七夜月奇譚

伍 月下の咎人 02

 頼りない二筋の光が、ゆるゆると揺られながら下りの参道を照らす。その揺れとほぼ同じテンポで、二人分の足音が光の後を追った。
 一の峰を出てから、尚志と中田はほぼ無言だった。尚志は特に気にしている様子はないのだが、中田には気まずさと幾ばくかの不信感があるのだろう。
 その沈黙に耐えかねたのか、中田は不満を滲ませた声音で問いかけた。
「吉良さん、さっきの話は本当なんですか?」
「ツクヨミのことか? 別に珍しい話でもないだろう。全国的にもツクヨミの別名表記が女性名のところは――」
「それじゃありません!」
 わざとらしく話の方向を捻じ曲げようとする尚志に、中田は珍しく声を荒げる。中田にとって尚志は尊敬に値する先輩だ。知識も豊富で、中田が専門に扱っているジャンルでも、自分以上に知っていることが多く、教わることも多い。だが、彼のこういう人を食ったような態度が心底苦手だった。それでも、常なら軽く流すことができるのだが、今はそんな余裕がまったくない。
「犯人が、わかっているって……」
「ああ、それか。……気になるか?」
「むしろ、この状況で気にならない方がおかしいじゃないですか」
「そりゃあそうだな」
 ムッとした表情の中田に、何が面白いのか尚志はうっすらと笑みを浮かべている。外灯にちらちらと照らされるその顔は、どこか不気味にさえ思えた。

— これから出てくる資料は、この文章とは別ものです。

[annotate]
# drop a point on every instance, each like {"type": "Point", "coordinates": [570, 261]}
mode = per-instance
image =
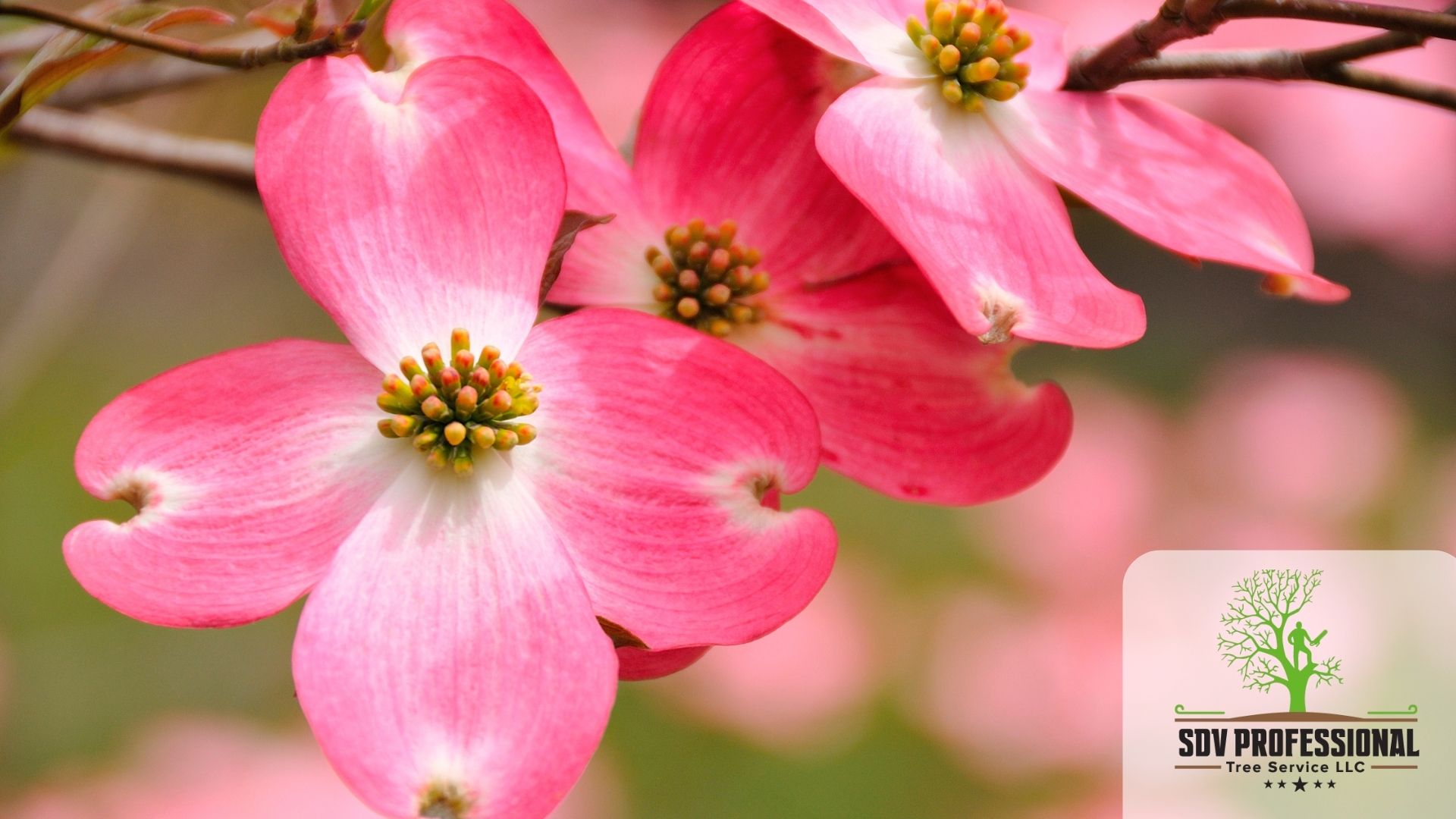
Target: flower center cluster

「はぐらかさないでください。こんな風に行きたくもない場所に無理やり連れて行かされるからには、少しくらい説明してくれたっていいじゃないですか」
「じゃあ、中田には特別に教えてやるよ。教えられる範囲で、だけどな」
「え……?」
 尚志の返答は、中田にとって思いもよらないものだった。これまで、自分一人だけわかった風な態度を取り続け、核心に触れる発言は避け続けていた尚志だ。今更文句の一つも言ったところで、またのらりくらりとかわされるだけだと思っていた。
「何が知りたい?」
 挑戦的ともとれる笑みを浮かべ、尚志は中田を振り返る。その余裕たっぷりの視線に、中田は投げかけるべき問いが喉の奥で凍りつくのを感じた。この博識な先輩に出会ってから初めて覚えた、恐怖だった。

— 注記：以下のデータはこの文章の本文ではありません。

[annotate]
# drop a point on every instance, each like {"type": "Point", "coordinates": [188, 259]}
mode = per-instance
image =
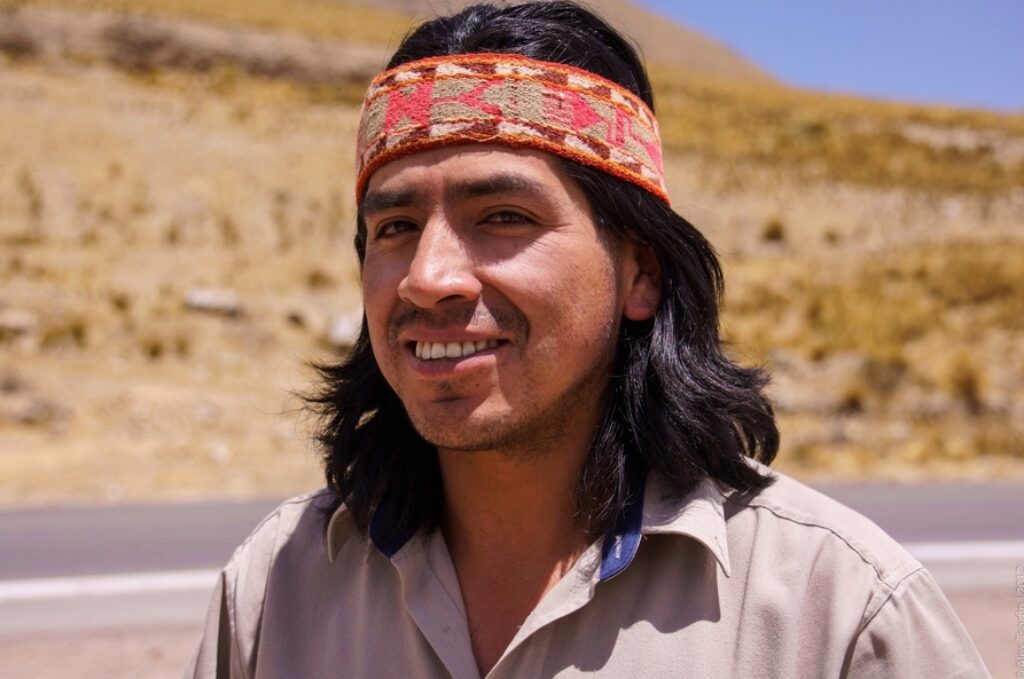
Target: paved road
{"type": "Point", "coordinates": [114, 588]}
{"type": "Point", "coordinates": [55, 542]}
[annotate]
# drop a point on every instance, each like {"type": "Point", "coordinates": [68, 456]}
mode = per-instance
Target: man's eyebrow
{"type": "Point", "coordinates": [385, 200]}
{"type": "Point", "coordinates": [502, 182]}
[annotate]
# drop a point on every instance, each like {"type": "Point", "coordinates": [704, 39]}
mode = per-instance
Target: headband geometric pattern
{"type": "Point", "coordinates": [512, 100]}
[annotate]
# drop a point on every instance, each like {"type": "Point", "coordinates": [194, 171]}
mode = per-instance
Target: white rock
{"type": "Point", "coordinates": [211, 300]}
{"type": "Point", "coordinates": [344, 330]}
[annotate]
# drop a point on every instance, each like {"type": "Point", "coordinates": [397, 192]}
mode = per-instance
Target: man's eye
{"type": "Point", "coordinates": [395, 227]}
{"type": "Point", "coordinates": [507, 217]}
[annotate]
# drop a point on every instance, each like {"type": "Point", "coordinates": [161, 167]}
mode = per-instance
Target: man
{"type": "Point", "coordinates": [539, 460]}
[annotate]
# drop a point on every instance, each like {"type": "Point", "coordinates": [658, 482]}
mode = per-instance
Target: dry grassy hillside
{"type": "Point", "coordinates": [176, 219]}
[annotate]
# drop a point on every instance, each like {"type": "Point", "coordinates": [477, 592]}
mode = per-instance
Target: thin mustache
{"type": "Point", "coordinates": [479, 317]}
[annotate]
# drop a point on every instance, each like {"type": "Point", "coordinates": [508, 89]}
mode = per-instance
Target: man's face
{"type": "Point", "coordinates": [493, 301]}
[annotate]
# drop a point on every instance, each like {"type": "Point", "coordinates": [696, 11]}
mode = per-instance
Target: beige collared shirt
{"type": "Point", "coordinates": [786, 584]}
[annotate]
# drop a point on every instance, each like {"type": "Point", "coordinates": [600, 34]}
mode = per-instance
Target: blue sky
{"type": "Point", "coordinates": [943, 51]}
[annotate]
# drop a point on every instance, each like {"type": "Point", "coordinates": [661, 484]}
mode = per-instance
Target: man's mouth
{"type": "Point", "coordinates": [433, 350]}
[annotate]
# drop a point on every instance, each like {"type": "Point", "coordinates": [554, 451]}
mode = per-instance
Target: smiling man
{"type": "Point", "coordinates": [539, 460]}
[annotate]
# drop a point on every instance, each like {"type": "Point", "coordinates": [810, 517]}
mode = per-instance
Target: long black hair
{"type": "Point", "coordinates": [679, 407]}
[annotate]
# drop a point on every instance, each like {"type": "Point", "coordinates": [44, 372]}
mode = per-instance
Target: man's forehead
{"type": "Point", "coordinates": [463, 175]}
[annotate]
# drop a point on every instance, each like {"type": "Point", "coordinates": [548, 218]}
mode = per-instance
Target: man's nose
{"type": "Point", "coordinates": [441, 268]}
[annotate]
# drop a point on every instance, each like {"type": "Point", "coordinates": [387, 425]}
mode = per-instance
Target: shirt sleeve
{"type": "Point", "coordinates": [216, 654]}
{"type": "Point", "coordinates": [914, 634]}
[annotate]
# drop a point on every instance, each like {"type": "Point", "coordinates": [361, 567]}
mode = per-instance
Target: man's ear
{"type": "Point", "coordinates": [643, 282]}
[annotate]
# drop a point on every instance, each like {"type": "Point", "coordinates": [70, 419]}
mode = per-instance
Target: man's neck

「……っと、立ち話してたら、用事を済ませるのが遅くなるな。歩きながらでいいか?」
「あ……、は、はい」
 先ほどまでの強気な口調が綺麗に消え去った中田は、頼りなげな声で首肯する。歩き始めた尚志が、何から訊きたい? と改めて問うと、ようやく一歩踏み出した。
「あの、犯人がわかったって……」
「正確には、犯人というよりも、事件の概要がわかったってところかな」
「事件の概要?」
「いつどこで誰が何をして、その結果誰が何をするに至ったか」
「随分とまわりくどい言い方をするんですね」
「直截的な言い方ができないもんでね」
 それは尚志の性格的な問題なのか、それとも事件の内容がなのか。そんな疑問が頭を過ぎった中田だったが、あえて訊かずに話を進めた。
「じゃあ、犯人がわかった、というわけではないんですか?」
「そもそも、『犯人』という言い方がおかしいんだよ。そして、あえて『犯人』という言葉を借りるなら、『犯人たち』が正しい」
「え? じゃあ、何人かによるグループの犯行だってことですか?」
「それもまた正しくはない」
 一歩話が進んだかと思えば、すぐさま尚志は解決への道筋を閉ざしてしまう。もどかしい思いのまま、中田は辛抱強く尚志の言葉を待った。
「今までにあった事象を一つ一つ挙げてみろよ。初めは、後藤がいなくなった。次は?」
「次と言っていいのかわからないですけど、多分、城宮さんがいなくなった、ですよね」
「そうだな。そして、その後に後藤が不断桜で見つかった」
「それから、今度は僕が城宮さんを見つけて――」
「違う」
 思い出しながら順を追っていた中田を、尚志がぴしゃりと否定する。何が違うのか、中田はすぐにはわからない。
「中田が黒い人影を見つけて追っていった。その前後くらいに、坂野さんは桜の側から後藤が消えているのを確認している。中田が郁を見つけたのはその後だ」
「あ、ああ……。そう、でしたね」
 細かい指摘に頷く中田に、尚志はつまりだ、と言葉を繋いだ。
「井隼も言っていたが、この短時間に、誰とも会わずに後藤を移動させ、一旦姿をくらまし、その後で郁に危害を加える、もしくは郁の体を移動させるなんてことは、一人では相当厳しいんだよ。だが、最低でも二人いれば、これは比較的容易に可能になる」
「じゃあ、二人組の犯行、ということですか」
「だから、それが違うんだよ。犯人は、二人組じゃない」
「まさか、三人組だ、なんて言うんじゃないでしょうね」
 尚志ならそういう冗談も言いかねないと、半ば本気で思いながら呟くと、当の本人は小さく噴き出した。こんな状況なのにひどく楽しそうなのが、中田の癇に障る。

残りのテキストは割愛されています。